Marrakech et Agadir ne sont pas les seules villes où la prostitution monte en flèche. A Saïdia, le coût de la vie de plus en plus élevé, le chômage et des situations familiales précaires poussent de nombreuses femmes à se prostituer. Reportage.
Une heure du matin, un samedi soir à Saïdia. Le sourire en bannière et le décolleté à tout vent, Asmae entame sa nuit. Du haut de ses douze centimètres de talons rouges, elle entre dans une boîte de nuit de la marina. Des effluves sonores de musique orientale et de raï s'échappent du lieu. Sous les néons rouges, des tablées d'hommes se dessinent, agrémentées de chicha et de bouteilles d'alcool. Originaire de Rabat, celle qui se fait surnommer « Shakira » en raison de sa flamboyante chevelure blonde, se prostitue depuis un an à Saïdia. « Je ne sors pas tous les soirs pour travailler. La journée, je suis serveuse dans un restaurant de la marina, mais cela ne me fait pas gagner assez. Dans l'Oriental, il n'y a pas de vrai travail avec un bon salaire pour les femmes. Alors je n'ai pas le choix », résume-t-elle. Ces « extras », elle les monnaye entre 700 et 800 dirhams au printemps et 1 000 dirhams en été. Fraîchement divorcée, elle transfère une grande partie de l'argent à ses sœurs qui gardent sa petite fille de 4 ans à Rabat. « Mes sœurs ignorent le travail que je fais », avoue-t-elle.

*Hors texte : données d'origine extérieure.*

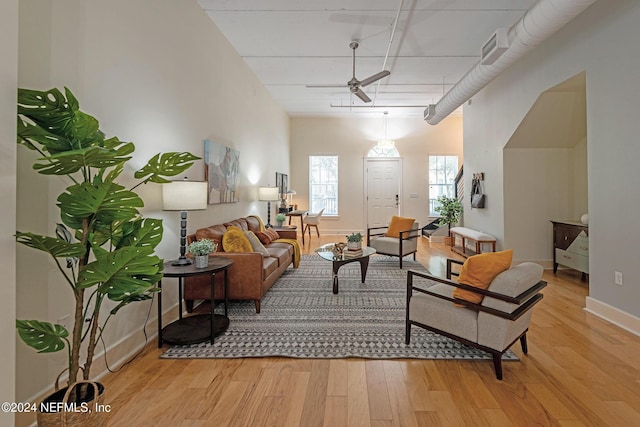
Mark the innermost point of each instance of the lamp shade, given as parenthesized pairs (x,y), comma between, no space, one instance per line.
(268,194)
(184,196)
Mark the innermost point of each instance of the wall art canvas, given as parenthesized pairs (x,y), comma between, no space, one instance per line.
(222,172)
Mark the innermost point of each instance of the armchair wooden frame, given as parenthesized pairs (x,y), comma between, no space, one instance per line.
(404,236)
(527,299)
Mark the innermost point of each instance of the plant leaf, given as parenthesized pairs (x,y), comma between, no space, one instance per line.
(59,116)
(28,134)
(45,337)
(125,272)
(69,162)
(166,164)
(141,232)
(106,202)
(56,247)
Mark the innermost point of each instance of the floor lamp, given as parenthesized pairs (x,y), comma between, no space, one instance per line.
(268,194)
(184,196)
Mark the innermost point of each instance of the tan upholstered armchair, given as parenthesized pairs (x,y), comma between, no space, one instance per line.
(494,325)
(405,244)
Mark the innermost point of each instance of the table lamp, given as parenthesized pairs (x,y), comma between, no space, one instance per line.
(184,196)
(268,194)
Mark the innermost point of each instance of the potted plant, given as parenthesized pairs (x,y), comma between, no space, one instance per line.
(103,247)
(450,210)
(354,241)
(200,249)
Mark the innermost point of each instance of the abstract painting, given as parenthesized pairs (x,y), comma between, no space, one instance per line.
(222,172)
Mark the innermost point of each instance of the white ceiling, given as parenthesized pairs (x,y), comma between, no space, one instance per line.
(290,44)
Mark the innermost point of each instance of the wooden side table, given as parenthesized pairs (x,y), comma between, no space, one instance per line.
(287,231)
(200,327)
(300,214)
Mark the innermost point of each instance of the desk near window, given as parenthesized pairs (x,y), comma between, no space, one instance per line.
(301,214)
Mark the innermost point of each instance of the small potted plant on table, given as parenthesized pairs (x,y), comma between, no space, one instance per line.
(450,210)
(200,249)
(354,241)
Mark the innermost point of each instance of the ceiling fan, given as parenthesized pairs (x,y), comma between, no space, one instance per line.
(354,84)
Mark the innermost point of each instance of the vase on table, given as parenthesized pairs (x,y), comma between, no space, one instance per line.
(202,261)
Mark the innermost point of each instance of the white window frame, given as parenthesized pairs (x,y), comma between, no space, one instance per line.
(445,177)
(323,186)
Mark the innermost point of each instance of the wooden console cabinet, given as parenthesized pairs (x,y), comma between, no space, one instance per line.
(571,246)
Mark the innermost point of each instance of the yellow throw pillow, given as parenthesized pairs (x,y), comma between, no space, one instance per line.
(398,224)
(479,271)
(234,240)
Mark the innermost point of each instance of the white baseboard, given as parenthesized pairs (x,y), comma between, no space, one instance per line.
(620,318)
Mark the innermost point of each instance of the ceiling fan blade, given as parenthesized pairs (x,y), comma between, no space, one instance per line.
(360,94)
(325,86)
(374,78)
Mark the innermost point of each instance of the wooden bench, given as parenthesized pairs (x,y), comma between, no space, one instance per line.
(467,237)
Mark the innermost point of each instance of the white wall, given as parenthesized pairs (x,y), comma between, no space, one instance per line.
(593,43)
(8,85)
(351,140)
(157,73)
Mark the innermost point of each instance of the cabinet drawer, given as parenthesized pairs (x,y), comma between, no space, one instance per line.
(573,260)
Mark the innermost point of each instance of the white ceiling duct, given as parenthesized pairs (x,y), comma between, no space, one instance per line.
(538,23)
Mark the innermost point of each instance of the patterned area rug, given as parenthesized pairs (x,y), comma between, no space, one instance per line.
(301,317)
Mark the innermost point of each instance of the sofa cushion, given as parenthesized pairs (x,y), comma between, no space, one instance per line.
(269,265)
(397,225)
(241,223)
(283,245)
(255,243)
(253,223)
(215,233)
(281,254)
(234,240)
(479,271)
(431,311)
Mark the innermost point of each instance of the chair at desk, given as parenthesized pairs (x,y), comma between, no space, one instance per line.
(312,220)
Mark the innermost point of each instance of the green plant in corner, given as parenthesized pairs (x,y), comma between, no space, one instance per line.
(450,210)
(202,247)
(354,237)
(104,248)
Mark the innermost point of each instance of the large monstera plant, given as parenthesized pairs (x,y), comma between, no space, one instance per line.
(103,247)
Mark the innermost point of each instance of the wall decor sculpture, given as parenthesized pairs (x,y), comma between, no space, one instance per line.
(222,172)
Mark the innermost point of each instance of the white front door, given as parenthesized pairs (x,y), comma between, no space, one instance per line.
(383,190)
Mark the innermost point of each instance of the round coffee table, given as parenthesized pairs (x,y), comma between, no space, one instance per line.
(339,259)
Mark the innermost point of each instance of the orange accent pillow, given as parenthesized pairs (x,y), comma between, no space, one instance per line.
(273,234)
(234,240)
(479,271)
(398,224)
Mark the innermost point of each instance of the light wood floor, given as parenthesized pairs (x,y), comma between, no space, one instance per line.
(580,370)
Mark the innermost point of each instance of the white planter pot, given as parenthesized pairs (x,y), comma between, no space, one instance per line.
(354,245)
(202,261)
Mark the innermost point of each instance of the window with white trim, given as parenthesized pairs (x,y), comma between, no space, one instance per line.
(442,176)
(323,184)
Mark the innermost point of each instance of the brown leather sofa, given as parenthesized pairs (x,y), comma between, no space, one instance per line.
(251,274)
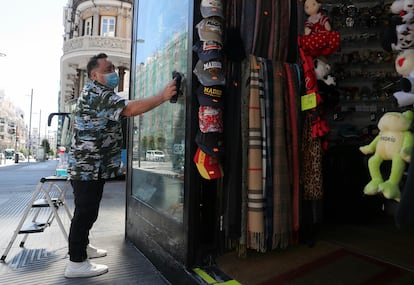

«Je me prostitue depuis mes 17 ans. Je le fais toujours avec la peur au ventre. Même après tant d'années, c'est toujours aussi difficile. On ne s'habitue jamais».
Fatima
Une demi-heure après son entrée dans la boîte, Asmae se dirige vers le bar, un homme l'y a invité à coups d'œillades insistantes. Ses clients sont principalement des Rifains, quelques Marocains émigrés en haute saison, et occasionnellement des étrangers. « C'est toujours dangereux, on ne sait jamais sur qui on tombe. Les Rifains sont souvent très violents », confie Asmae.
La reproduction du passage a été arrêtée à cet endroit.